限られた時間だからこそ大事なコミュニケーション。 【相澤】内装プランが決まるのは、結構早かったですね。2~3回のミーティングを1週間くらいでやって、そこで大枠が決まりました。

【木野】二人で「こうしよう」「ああしよう」と言いながら決めていけたので、すごくスムーズに進みました。その意味で、今回は考え方がうまくかみ合ったということですね。そうでない場合もあるのですが…

【相澤】木野さんの方で、テーブルや壁などの装飾品を用意していただいたりしたので、そういった役割分担も上手くいったのだと思います。工期は少し厳しかったですが。

【木野】ビル側の規制が色々あって、その面では大変な部分もありましたね。トイレのスペースが広げられないとか…現場監督の方も大変だったと思います。

【相澤】引渡し前に開店準備に入られるということもあったりしたのですが、お互いに譲るところは譲って…これもコミュニケーションがうまくいっていたからだと思います。

【木野】会社としても、部門でトップの人間を集めたりと、このお店にはかなり力を入れているので、わがままを聞いていただいたところもありました。

特にこだわった点について

女性に喜んでもらえる仕掛けを演出・・・ 【相澤】今回は、木野さん側からのしっかりしたコンセプトがあったので、まずはそれをキチンと捉え、それに沿う形で設計していきました。そういったことが、入口からのストーリーにも反映されています。

【木野】お店のターゲットを25~35歳の女性に設定しているので、同じ年代である「自分が行きたいお店を作った」というところがホンネです。(笑)

【相澤】でも、それが一番リアルですね。(笑)ただ、こちらとしては、例えば女性がキレイに見えるように間接照明を入れたりするなど、工夫は色々しています。

【木野】ランタンを表現する照明も、結果として良いものになったと思います。火の感じを表現したかったので、チカチカする灯りにこだわったのですが。

【相澤】照明のイメージは、はじめ設計側で出して、造作で考えてみたのですが予算に合わず、木野さんの方で探してもらう形になりました。最終的に2種類の大きさの照明器具を使うことになったのですが、空間の中にバランスをみながら配置したので、色々な大きさのランタンが浮いているように見せることに成功しています。

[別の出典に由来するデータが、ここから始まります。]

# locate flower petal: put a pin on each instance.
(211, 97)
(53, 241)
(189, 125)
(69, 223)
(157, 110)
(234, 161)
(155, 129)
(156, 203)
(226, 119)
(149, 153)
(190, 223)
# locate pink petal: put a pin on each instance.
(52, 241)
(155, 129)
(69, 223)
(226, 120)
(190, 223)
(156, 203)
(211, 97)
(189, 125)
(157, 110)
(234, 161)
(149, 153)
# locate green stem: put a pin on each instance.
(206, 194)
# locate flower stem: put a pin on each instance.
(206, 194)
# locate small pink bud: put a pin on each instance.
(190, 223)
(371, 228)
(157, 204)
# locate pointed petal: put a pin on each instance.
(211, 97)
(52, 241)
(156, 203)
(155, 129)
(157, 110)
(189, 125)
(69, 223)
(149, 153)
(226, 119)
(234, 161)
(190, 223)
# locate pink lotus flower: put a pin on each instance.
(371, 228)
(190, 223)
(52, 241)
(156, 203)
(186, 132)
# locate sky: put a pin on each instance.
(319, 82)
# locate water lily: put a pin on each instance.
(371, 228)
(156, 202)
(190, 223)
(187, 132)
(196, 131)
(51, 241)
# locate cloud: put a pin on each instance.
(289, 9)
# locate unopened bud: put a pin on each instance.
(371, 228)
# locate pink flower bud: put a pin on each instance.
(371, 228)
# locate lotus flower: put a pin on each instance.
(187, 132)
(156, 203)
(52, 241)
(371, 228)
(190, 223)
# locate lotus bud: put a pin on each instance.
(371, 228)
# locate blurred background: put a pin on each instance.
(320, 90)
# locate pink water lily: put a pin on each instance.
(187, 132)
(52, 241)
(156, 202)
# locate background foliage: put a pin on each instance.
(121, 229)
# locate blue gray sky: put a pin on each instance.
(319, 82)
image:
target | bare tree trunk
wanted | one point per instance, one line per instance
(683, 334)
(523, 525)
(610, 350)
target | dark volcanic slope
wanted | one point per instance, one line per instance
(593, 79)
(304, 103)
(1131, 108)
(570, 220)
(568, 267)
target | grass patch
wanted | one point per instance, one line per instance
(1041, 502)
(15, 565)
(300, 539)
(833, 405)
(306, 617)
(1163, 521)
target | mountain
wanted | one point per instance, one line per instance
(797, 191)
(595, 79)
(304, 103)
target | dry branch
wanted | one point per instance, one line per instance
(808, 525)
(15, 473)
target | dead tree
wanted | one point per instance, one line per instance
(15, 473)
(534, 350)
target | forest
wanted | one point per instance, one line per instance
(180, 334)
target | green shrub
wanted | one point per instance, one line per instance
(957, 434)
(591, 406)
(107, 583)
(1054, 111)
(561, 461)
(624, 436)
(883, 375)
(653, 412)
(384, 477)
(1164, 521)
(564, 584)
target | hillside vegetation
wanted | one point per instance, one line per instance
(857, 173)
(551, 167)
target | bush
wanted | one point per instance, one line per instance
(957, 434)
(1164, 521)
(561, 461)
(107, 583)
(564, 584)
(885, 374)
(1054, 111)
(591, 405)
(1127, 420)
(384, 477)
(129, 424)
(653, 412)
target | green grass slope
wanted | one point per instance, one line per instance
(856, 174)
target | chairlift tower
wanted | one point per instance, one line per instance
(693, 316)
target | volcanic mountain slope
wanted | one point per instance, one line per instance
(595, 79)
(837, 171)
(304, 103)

【木野】それも含めて、今回のLEAPさんの仕事は、100点越えだと思います。ただ、このお店は空間だけでなく、料理から接客までのすべての要素で100点以上を取っていかなければならないため、そこはこれからということになります。そういった意味で、まだまだ安心はできませんので…引き続きよろしくお願いします。

【相澤】このお店は、カップルや女性同士でも気軽に入って使うこともできるし、しっかり料理を楽しむこともできるので、ぜひたくさんの人に来てほしいですね。今回はオープン前のお忙しいなか、お時間をいただき、ありがとうございました。こちらこそ今後ともよろしくお願いいたします。

お店ガイド

店名:オリエンタルバル ランタン 有楽町店
所在地:東京都千代田区有楽町1-2-11 オーキッドスクエア1F
JR 有楽町駅 徒歩5分
日比谷線 日比谷駅 徒歩2分
丸ノ内線 銀座駅 徒歩2分
業種・業態:アジア・エスニック バル
Webサイト:click here
広さ・立地:約30坪・通り沿い路面
施工期間:約50日間
施工費用:約28,000,000円
竣工:2018年9月

有楽町のガード下から、線路脇を帝国ホテルに向かってしばらく行った右側にあるビルの1F。入口から、少し落ち着いた雰囲気のテーブル席を抜け、天蓋風の半個室を眺めながらさらに進むと、無数のランタンが浮かぶ幻想的なメインホールに。そこにテーブル席とカウンター席の両方があり、好きな方で料理やドリンクを楽しむことができる。料理は店名にもあるようにアジア×エスニックで、特に20種類以上のスパイス組み合わせて自分好みの味付けが選べるオーブン料理がおすすめ。また、色彩ゆたかな食用花をあしらった料理やオリジナルのカクテルなど、女性に嬉しい気遣いもされており、インスタ映えも考えられている。